Michigan Board of Canvassers Denies Place on Ballot for Proposed Election and Abortion Amendments

Two citizen-initiated petition drives to amend the Michigan Constitution failed to secure a place on this fall’s general election ballot due to textual deficiencies.
The decisions were made by the Board of State Canvassers (BSC) at a meeting held on Aug. 31.
One petition sought to make election practices that the Republican-controlled state legislature has tried repeatedly to reform or ban into constitutional mandates—things like the use of absentee ballot drop boxes and the funding of elections by private groups.
Governor Gretchen Whitmer, a Democrat, has vetoed more than a dozen such election integrity reform bills, calling them “voter suppression.”
The other petition would make abortion a constitutional right in Michigan.
Whitmer has publicly vowed to “fight like hell” to keep abortion legal in Michigan in the wake of the overturning of Roe v.

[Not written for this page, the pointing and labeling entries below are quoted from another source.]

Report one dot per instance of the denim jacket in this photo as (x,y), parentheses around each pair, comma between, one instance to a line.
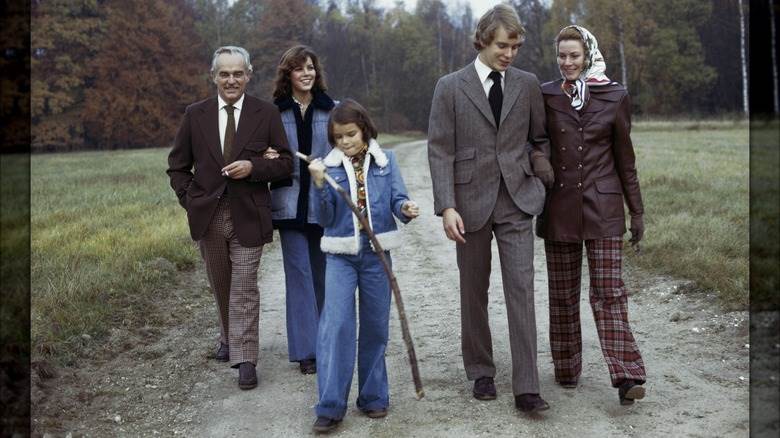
(385,195)
(284,198)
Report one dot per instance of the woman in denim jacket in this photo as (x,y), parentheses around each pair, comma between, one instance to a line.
(300,96)
(374,182)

Wade by the U.S. Supreme Court.

Both petition drives obtained more than the requisite number of valid signatures to appear on the ballot.

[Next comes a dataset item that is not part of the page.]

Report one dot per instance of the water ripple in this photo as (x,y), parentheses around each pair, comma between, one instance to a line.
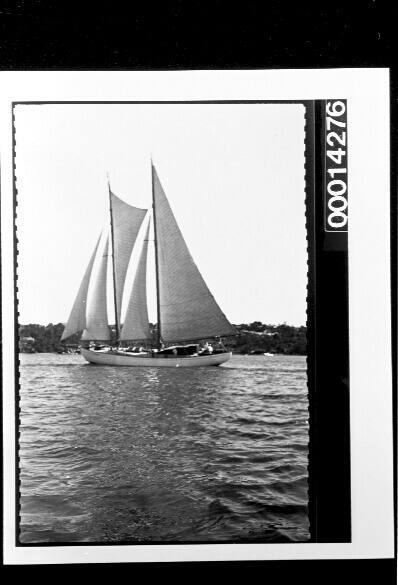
(163,455)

Advocates for each proposal vowed to appeal the BSC decisions to the Michigan Supreme Court.
Ballot Proposal
A ballot proposal to amend the Michigan Constitution to mandate absentee ballot drop boxes in every community and allow the private funding of elections failed to obtain a place on the Nov. 8 general election ballot because of textual deficiencies.
In addition, the proposed amendment would allow people to vote on a regular ballot without a photo ID by signing an affidavit.

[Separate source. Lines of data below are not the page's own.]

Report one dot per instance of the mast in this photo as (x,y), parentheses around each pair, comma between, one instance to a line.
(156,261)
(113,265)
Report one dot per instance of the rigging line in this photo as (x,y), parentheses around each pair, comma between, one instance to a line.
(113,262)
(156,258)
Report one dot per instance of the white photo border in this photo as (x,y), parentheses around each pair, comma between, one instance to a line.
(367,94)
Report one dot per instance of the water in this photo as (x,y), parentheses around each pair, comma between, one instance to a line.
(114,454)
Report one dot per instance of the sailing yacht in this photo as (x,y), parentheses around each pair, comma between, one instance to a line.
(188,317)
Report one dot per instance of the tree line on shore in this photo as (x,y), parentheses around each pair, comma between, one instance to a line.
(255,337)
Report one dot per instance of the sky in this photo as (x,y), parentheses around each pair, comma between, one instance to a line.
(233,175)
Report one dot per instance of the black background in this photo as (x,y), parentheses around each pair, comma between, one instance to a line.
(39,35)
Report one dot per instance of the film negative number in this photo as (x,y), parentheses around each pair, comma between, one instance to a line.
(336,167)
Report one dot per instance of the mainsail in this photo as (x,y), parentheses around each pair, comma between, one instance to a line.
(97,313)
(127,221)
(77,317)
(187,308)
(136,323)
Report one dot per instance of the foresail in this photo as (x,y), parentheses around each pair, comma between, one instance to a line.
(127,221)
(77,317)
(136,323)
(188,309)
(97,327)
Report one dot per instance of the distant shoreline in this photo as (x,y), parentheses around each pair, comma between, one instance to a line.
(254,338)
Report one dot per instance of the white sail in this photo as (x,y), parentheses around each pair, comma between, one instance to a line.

Critics fear the proposal would also open the way for convicted felons and jail inmates to vote.
The proposal called Promote the Vote, which is backed by left-wing political action committees and opposed by conservative groups, did not receive a majority vote for approval from the BSC.
The four-member board is divided along party lines, with the two Democrat members voting for placement on the ballot and the two Republican members voting against it.
Republicans on the BSC contended that the language of the proposal failed to inform petition signers of all the sections of the state constitution that would be affected by the petition’s language as required.
Democrats on the board did not see it that way.
In an Aug. 31 press release, Khalilah Spencer, president of Promote the Vote 2022, the organization that created the proposed constitutional amendment, stated, “We are confident that the courts will remedy this needless and unjustified attempt to block our proposal.”
Kristina Karamo, the GOP nominee for secretary of state, publicized a critique of the proposition, calling it a disarmingly written petition that is being used as a cynical ruse to deceive voters into thinking they were voting for more secure elections when in reality, she says, the opposite is true.

Spokesperson Jamie Roe of Secure MI Vote, a grassroots conservative organization opposed to the Promote the Vote amendment, said in an Aug. 31 press release, “The canvassers got it right in denying it a place on the ballot.
“Michigan’s Constitution has strict rules that must be followed before a proposed amendment can be put before the voters.
“Promote the Vote violated those rules.”
According to Roe, the proposed amendment would render meaningless Article 2, Section 2 of the Michigan Constitution.
The section reads, “The legislature may by law exclude persons from voting because of mental incompetence or commitment to jail or penal institution.”
Roe said, “Voters who were asked to sign the petition were not told this fact.
“The elimination of this provision would allow convicted and incarcerated felons to vote in our elections.”
Another provision of Promote the Vote’s proposed constitutional amendment would permit a voter showing up at the polls without a government-issued photo ID to sign an affidavit and vote immediately—no more voting a provisional ballot.
Under current Michigan law, casting a provisional ballot requires a voter who has not presented a photo ID to provide documentation verifying his identity to an election official within six days after the election, or the provisional ballot is not counted.
Proposed Abortion Amendment
The proposed Reproductive Freedom for All Amendment, a measure that would legalize abortion on demand at any time and for any reason, right up to the moment of birth, was also denied a place on the Nov. 8 ballot.
The two Republican members of the BSC said their decision to deny a place on the ballot for the abortion amendment was due to multiple misspelled words, the failure to use the specified and legally required font size in places, and the running together of strings of words with no spaces in between—errors found throughout the text of the proposal as it was presented to signers.
The two Democrat members said that was insufficient reason to thwart the will of the hundreds of thousands of people that signed the petitions.